The rise of artificial intelligence (AI) in enterprise operations has introduced a new layer of complexity and urgency to business management. As organizations increasingly integrate AI tools into their daily workflows, a pressing need emerges to measure their effectiveness and oversee their deployment. A recent survey by Larridin highlights that while many executives feel confident about their organization’s engagement with AI, the reality, as perceived by operational teams, tells a more nuanced story.
Executives often express assurance in their awareness of AI activities, but the perspective shifts dramatically for directors and managers responsible for the day-to-day work. This disparity in perception reveals a concerning 16-point gap in confidence regarding AI visibility. This inconsistency, observable across various sectors and company sizes, has deep implications for how organizations strategize their AI use.
One of the most significant contributors to this gap is the phenomenon known as Shadow AI—where employees employ personal or unsanctioned AI tools. More than one-fifth of leaders view this misuse as a barrier to successful AI integration. Interestingly, despite these concerns, many leaders maintain a high confidence level in their oversight of AI usage. Tool procurement might show which licenses are purchased, but it fails to deliver insights into how these tools are utilized on a daily basis.
Russ Fradin, CEO of Larridin, encapsulates the dilemma succinctly: “The C-suite believes AI is visible, valuable, and under control, while adoption is racing ahead of measurement and governance is inconsistent.
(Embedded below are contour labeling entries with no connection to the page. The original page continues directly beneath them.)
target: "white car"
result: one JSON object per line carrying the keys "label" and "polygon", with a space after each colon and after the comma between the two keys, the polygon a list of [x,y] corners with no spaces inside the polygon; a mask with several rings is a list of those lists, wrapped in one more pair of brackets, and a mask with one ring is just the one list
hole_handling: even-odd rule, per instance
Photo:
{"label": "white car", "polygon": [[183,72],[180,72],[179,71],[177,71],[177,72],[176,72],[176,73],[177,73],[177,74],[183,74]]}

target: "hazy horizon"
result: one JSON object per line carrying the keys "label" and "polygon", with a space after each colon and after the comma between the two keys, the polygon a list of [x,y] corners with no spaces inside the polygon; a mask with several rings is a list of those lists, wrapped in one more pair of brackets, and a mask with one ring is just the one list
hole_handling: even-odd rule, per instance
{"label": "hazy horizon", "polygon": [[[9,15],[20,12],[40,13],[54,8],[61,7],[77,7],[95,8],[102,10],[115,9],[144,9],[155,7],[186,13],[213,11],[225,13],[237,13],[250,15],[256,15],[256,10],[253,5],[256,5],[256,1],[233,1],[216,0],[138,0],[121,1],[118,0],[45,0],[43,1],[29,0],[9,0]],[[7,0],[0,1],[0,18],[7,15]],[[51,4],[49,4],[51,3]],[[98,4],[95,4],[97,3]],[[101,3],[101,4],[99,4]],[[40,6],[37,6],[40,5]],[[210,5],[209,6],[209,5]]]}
Until enterprises can organize their efforts around real-time data, AI could be a strategic liability as well as a strategic asset.”
This stark division in confidence levels—robust at the executive level but shaky in operations—calls for more structured AI governance and measurement strategies. The survey indicates that enterprises leveraging multiple AI products tend to perform better, with an average of 2.7 tools yielding noticeable returns compared to just 1.1 tools for those underperforming. This data points to the advantages of utilizing diverse, specialized tools tailored to specific workflows.
However, this diversification does not come without challenges. Too many overlapping tools can lead to budget inefficiencies, and as various embedded AI features within SaaS platforms continue to proliferate, the average large enterprise now finds itself managing around 23 AI tools. Alarmingly, nearly 45 percent of these tools are adopted outside the formal IT procurement channels, complicating oversight.
Moreover, only 38 percent of organizations maintain a comprehensive inventory of AI applications in use. These inventory gaps pose significant hurdles for governance and budgeting, particularly in light of evolving regulatory frameworks such as ISO 42001, which mandates continuous awareness of deployed systems. Without a reliable inventory, organizations risk inadvertently exposing themselves to liability and missed opportunities for optimal AI utilization.
The variation in return on investment (ROI) across different sectors further complicates the AI landscape. Sectors such as retail, software, manufacturing, and telecommunications report a notably high likelihood of realizing ROI within a six-month window. In contrast, industries such as hospitality, restaurants, and healthcare have lower expectations for return on their AI investments. This disparity often stems from workflow structures that either facilitate or hinder automation and efficiency.
In knowledge work sectors that can break down tasks into discrete, automatable components, rapid progress is evident. However, industries anchored in physical operations or tightly controlled processes often experience slower advancements in AI integration. Healthcare, for example, presents a dichotomy—executives exhibit a high degree of confidence in AI visibility and control, while operational realities may indicate otherwise.
This evolving landscape underscores the mounting pressure on business leaders to establish robust measurement practices around their AI tools. As reliance on these technologies deepens, organizations must be vigilant in monitoring their AI investments, ensuring they align with overarching goals while adhering to compliance and governance standards. In an era where AI is a critical driver for success, understanding its usage and effectiveness will be paramount for enterprises aiming to capitalize on its transformative potential.